You can also use baselines during performance reviews. Your performance is the baseline and might have been a ROAS of 1x last year. If you’re at 1.2x this year, while you aren’t at the benchmark, you improved. As long as you have a sustained pattern of improvement, it shows that you’re getting better — and that’s what performance reviews are all about.
Set good expectations for next year
This is the most important part to get right. Good planning for the upcoming year will help you maximize your performance and continue the improvement cycle.
The first step is aligning with your manager on the metrics, data sources and calculations used to measure your performance. If we continue the ROAS example, specify what revenue will be attributed to you from which data sources. For example, do you get credit for every digital campaign? Only campaigns that run paid social? And so on.
Once you’ve aligned on these metrics, you need to build your baseline. From those data sources and calculations, how has your performance changed over time? Determine what levers you have at your disposal and forecast how your appropriate use of those levers affects the metrics.
For example, maybe you have no control over budgets (ad spend), but you do have control over where to allocate that spend, which will affect revenue. We know ad spend also affects revenue. To differentiate between your performance and ad spend fluctuations, you need to calculate the relationship.
To prepare for a goals conversation, having seen your performance over time, forecast where your performance should be at the end of this year if all things stay the same. Specifically, call out things out of your control and explain how they affect the metrics. Also, specify the key factors that, if they change, will have big effects on the metrics.
As mentioned above, the key factors in revenue generation may be media mix, platform selection and overall budget.
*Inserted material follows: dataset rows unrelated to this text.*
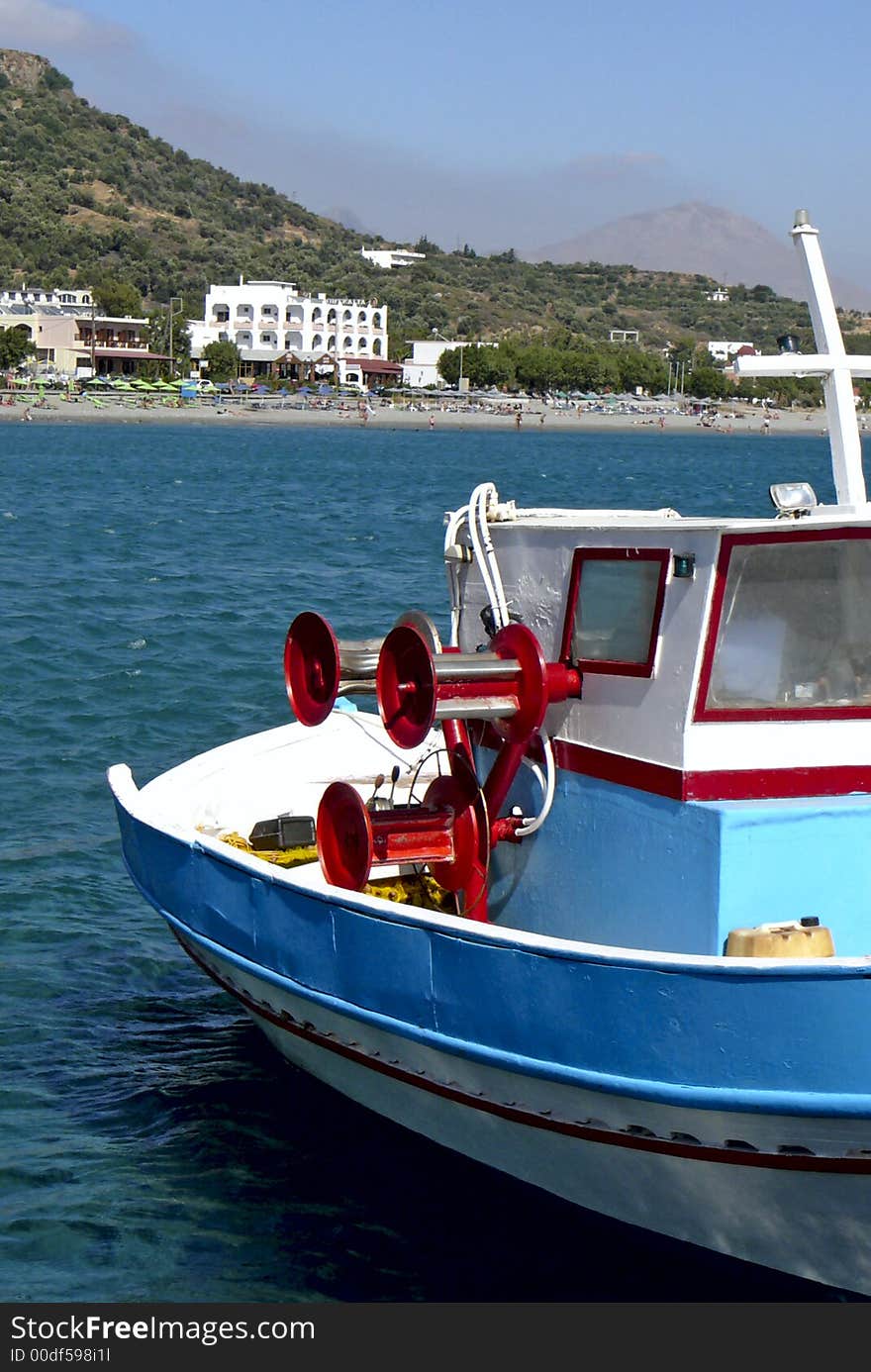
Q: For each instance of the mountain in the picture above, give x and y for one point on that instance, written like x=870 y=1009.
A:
x=89 y=198
x=701 y=239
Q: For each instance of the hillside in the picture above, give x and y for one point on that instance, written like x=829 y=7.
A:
x=699 y=238
x=88 y=195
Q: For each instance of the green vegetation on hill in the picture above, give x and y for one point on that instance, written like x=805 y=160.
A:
x=89 y=198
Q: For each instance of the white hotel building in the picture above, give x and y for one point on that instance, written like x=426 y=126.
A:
x=303 y=338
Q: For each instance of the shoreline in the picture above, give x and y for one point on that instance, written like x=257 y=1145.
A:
x=539 y=420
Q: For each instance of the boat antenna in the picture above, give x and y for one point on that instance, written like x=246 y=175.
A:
x=831 y=362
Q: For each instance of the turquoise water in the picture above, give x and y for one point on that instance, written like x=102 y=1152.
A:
x=152 y=1146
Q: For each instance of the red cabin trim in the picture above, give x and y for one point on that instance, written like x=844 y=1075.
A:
x=625 y=554
x=750 y=784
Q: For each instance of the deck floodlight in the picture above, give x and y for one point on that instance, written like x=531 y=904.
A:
x=793 y=498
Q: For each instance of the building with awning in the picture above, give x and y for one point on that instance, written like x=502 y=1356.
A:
x=368 y=372
x=284 y=334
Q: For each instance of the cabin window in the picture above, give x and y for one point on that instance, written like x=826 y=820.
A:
x=790 y=632
x=615 y=607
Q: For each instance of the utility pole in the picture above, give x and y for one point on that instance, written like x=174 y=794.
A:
x=173 y=299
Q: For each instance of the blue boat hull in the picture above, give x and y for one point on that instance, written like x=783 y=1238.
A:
x=629 y=1084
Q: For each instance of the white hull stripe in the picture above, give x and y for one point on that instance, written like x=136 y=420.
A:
x=789 y=1158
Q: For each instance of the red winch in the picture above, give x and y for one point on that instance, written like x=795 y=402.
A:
x=417 y=685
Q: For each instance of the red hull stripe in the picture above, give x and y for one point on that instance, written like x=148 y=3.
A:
x=753 y=784
x=642 y=1141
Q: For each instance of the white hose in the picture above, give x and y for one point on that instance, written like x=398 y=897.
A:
x=451 y=536
x=549 y=786
x=484 y=551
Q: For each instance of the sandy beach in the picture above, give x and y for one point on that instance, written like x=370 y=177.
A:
x=535 y=418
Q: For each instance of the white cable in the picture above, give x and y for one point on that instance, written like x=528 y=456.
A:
x=484 y=551
x=549 y=788
x=498 y=603
x=451 y=537
x=475 y=533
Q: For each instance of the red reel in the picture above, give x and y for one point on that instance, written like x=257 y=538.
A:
x=406 y=686
x=312 y=667
x=443 y=833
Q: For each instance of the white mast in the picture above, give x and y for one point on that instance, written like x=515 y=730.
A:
x=831 y=362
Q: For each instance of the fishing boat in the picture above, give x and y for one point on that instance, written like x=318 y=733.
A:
x=582 y=892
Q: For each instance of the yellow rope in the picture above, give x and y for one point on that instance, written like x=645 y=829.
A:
x=419 y=889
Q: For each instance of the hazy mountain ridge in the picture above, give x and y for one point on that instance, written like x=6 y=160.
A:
x=88 y=196
x=701 y=239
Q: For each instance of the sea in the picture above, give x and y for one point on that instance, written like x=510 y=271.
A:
x=152 y=1144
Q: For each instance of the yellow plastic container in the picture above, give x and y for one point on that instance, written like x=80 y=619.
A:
x=784 y=940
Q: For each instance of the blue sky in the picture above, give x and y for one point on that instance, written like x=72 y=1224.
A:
x=495 y=124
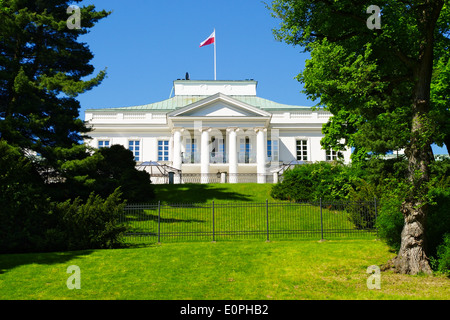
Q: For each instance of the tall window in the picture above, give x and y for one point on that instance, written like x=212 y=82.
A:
x=244 y=150
x=217 y=150
x=191 y=150
x=163 y=150
x=302 y=150
x=331 y=155
x=272 y=150
x=134 y=146
x=103 y=144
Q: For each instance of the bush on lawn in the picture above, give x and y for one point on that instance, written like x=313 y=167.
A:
x=91 y=225
x=315 y=181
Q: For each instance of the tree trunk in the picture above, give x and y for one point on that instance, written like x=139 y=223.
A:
x=412 y=257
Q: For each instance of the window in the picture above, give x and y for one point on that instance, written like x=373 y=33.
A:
x=217 y=150
x=272 y=150
x=163 y=150
x=331 y=155
x=302 y=150
x=191 y=150
x=134 y=146
x=103 y=144
x=244 y=150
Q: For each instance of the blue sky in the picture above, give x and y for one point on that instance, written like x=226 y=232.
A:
x=146 y=45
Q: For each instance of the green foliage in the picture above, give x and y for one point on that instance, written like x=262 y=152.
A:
x=22 y=206
x=91 y=225
x=101 y=172
x=312 y=182
x=442 y=261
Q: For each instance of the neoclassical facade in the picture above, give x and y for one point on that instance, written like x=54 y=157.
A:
x=211 y=127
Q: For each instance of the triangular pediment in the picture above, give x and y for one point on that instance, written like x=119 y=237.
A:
x=219 y=105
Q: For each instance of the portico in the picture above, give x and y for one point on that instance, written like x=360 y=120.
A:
x=211 y=127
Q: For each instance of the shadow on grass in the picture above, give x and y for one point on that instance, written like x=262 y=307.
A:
x=10 y=261
x=197 y=193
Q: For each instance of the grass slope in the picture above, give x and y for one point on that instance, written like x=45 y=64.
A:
x=250 y=270
x=227 y=270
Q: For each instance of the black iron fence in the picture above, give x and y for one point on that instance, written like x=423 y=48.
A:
x=266 y=221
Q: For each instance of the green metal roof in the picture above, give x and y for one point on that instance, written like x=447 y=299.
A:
x=178 y=102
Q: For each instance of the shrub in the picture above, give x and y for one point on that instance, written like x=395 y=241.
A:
x=92 y=225
x=311 y=182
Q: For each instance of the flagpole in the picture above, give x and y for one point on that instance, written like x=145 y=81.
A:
x=215 y=62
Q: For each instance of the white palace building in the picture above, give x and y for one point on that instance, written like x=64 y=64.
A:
x=215 y=129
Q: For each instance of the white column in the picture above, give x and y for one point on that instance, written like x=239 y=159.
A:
x=261 y=155
x=232 y=155
x=177 y=152
x=204 y=156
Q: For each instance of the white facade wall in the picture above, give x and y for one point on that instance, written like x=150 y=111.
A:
x=213 y=117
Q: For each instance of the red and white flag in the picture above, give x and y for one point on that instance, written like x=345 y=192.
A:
x=210 y=40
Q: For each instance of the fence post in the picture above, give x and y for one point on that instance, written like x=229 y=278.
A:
x=267 y=219
x=214 y=239
x=159 y=221
x=321 y=220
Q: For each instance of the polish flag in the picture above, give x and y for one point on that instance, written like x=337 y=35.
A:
x=210 y=39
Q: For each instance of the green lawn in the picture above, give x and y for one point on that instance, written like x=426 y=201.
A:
x=220 y=193
x=240 y=211
x=222 y=270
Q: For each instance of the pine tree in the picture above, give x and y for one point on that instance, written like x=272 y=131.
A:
x=43 y=68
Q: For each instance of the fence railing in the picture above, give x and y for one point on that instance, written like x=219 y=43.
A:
x=159 y=222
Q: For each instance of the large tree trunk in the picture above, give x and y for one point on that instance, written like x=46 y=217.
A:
x=412 y=257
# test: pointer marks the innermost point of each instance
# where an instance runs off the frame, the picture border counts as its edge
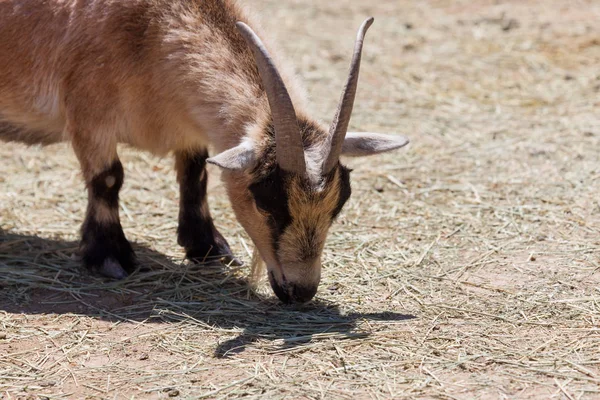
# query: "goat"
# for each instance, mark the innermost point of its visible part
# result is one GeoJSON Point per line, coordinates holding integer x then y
{"type": "Point", "coordinates": [175, 76]}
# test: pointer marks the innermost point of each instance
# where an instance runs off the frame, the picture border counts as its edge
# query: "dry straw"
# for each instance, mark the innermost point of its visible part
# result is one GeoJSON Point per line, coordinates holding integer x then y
{"type": "Point", "coordinates": [465, 267]}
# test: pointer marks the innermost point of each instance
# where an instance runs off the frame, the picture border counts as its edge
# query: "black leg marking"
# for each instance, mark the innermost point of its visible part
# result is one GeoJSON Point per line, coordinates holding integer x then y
{"type": "Point", "coordinates": [103, 243]}
{"type": "Point", "coordinates": [196, 231]}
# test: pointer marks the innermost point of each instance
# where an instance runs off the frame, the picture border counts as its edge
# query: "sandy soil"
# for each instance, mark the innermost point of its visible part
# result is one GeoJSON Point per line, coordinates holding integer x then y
{"type": "Point", "coordinates": [466, 266]}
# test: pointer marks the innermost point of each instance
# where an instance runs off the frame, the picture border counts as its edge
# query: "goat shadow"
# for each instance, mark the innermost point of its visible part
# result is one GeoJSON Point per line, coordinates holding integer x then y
{"type": "Point", "coordinates": [42, 276]}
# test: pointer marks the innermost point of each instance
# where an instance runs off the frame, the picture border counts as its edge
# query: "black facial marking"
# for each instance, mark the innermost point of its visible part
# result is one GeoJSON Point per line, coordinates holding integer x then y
{"type": "Point", "coordinates": [289, 294]}
{"type": "Point", "coordinates": [302, 294]}
{"type": "Point", "coordinates": [345, 190]}
{"type": "Point", "coordinates": [196, 231]}
{"type": "Point", "coordinates": [271, 198]}
{"type": "Point", "coordinates": [106, 185]}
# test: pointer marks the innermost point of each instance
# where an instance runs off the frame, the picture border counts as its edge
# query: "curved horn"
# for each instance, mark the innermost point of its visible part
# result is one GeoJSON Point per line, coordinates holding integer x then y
{"type": "Point", "coordinates": [339, 126]}
{"type": "Point", "coordinates": [288, 141]}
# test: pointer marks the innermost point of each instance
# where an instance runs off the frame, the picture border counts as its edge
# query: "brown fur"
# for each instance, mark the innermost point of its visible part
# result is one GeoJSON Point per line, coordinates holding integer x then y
{"type": "Point", "coordinates": [163, 76]}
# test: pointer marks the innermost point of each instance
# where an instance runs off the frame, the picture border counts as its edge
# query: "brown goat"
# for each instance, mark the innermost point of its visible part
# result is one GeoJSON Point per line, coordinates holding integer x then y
{"type": "Point", "coordinates": [177, 76]}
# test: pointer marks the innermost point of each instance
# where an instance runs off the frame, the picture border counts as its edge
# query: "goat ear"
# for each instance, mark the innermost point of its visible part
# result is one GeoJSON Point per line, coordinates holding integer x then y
{"type": "Point", "coordinates": [235, 159]}
{"type": "Point", "coordinates": [359, 144]}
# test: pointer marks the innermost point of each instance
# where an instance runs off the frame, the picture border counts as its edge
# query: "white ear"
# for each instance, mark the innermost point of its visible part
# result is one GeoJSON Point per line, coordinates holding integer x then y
{"type": "Point", "coordinates": [237, 158]}
{"type": "Point", "coordinates": [358, 144]}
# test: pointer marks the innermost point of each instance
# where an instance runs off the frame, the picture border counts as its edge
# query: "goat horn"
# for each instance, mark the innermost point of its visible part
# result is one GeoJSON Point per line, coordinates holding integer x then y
{"type": "Point", "coordinates": [288, 141]}
{"type": "Point", "coordinates": [339, 126]}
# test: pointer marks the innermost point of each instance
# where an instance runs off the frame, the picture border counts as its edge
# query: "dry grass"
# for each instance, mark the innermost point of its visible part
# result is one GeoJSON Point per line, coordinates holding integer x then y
{"type": "Point", "coordinates": [465, 267]}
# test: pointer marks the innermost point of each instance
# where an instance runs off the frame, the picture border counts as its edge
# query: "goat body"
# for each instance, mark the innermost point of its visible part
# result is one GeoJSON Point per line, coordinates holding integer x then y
{"type": "Point", "coordinates": [177, 76]}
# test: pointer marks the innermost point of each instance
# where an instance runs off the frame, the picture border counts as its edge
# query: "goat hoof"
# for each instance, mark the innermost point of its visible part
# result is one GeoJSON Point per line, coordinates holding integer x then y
{"type": "Point", "coordinates": [112, 269]}
{"type": "Point", "coordinates": [231, 261]}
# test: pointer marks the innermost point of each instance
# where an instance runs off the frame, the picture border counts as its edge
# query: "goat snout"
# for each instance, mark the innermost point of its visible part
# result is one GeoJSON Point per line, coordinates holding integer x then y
{"type": "Point", "coordinates": [289, 292]}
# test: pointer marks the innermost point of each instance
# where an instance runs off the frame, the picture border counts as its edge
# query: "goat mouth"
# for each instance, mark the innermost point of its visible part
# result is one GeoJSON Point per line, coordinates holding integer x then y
{"type": "Point", "coordinates": [281, 290]}
{"type": "Point", "coordinates": [290, 294]}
To draw a clear distinction between your performance and insufficient spend, set clear expectations with your manager. Explain that if budgets drop significantly, it might look like your performance has declined, even though it’s not entirely your fault.
Finally, it’s time to compare notes with your manager. They may give you targets for next year, like a 2.5x ROAS. The most important question to ask whenever you’re presented with a number like this is: How did you calculate that number? The answer to that question is critical.
If the number resulted from a deep analysis of expected budgets, market forecasts, anticipated staffing and more, this is great. It means a lot of time was devoted to coming up with a fair expectation of your performance. However, in my experience, this is rare.
Instead, it’s often either your manager thinks you should just do better than this year or that finance says this is the target for the numbers to work out in the finance office. Both are fair ways to run a business, but may not be fair ways to assess your performance. If you’re in this scenario, you need to look at the feasibility of these targets.
For example, a former manager once tasked me with growing my profitable analytics department from 80 analysts to 500 over five years, all while maintaining profitability. During the meeting, I was speechless — I didn’t know how to respond. My mind was going in a million different directions, trying to formulate a coherent response to what was such an outlandish request.
Can the labor market even provide 420 analysts over five years? How would we train them? How would we pay them? Where is all of this revenue going to come from and how could we grow it while focused on growing the team?
In the end, I left the meeting without addressing the task beyond acknowledging it and returned a week later with probably a 40-slide answer to this task. Ultimately, the request wasn’t feasible for anyone in my position — high-performing or otherwise. The question asked in response was, “Well, what would be reasonable?” That’s what you want to get to when aligning with your manager on performance goals.
Performance reviews are tricky to get right, but in the hands of two data-driven professionals, you can set good goals and activate the continuous improvement loop during this key time of year.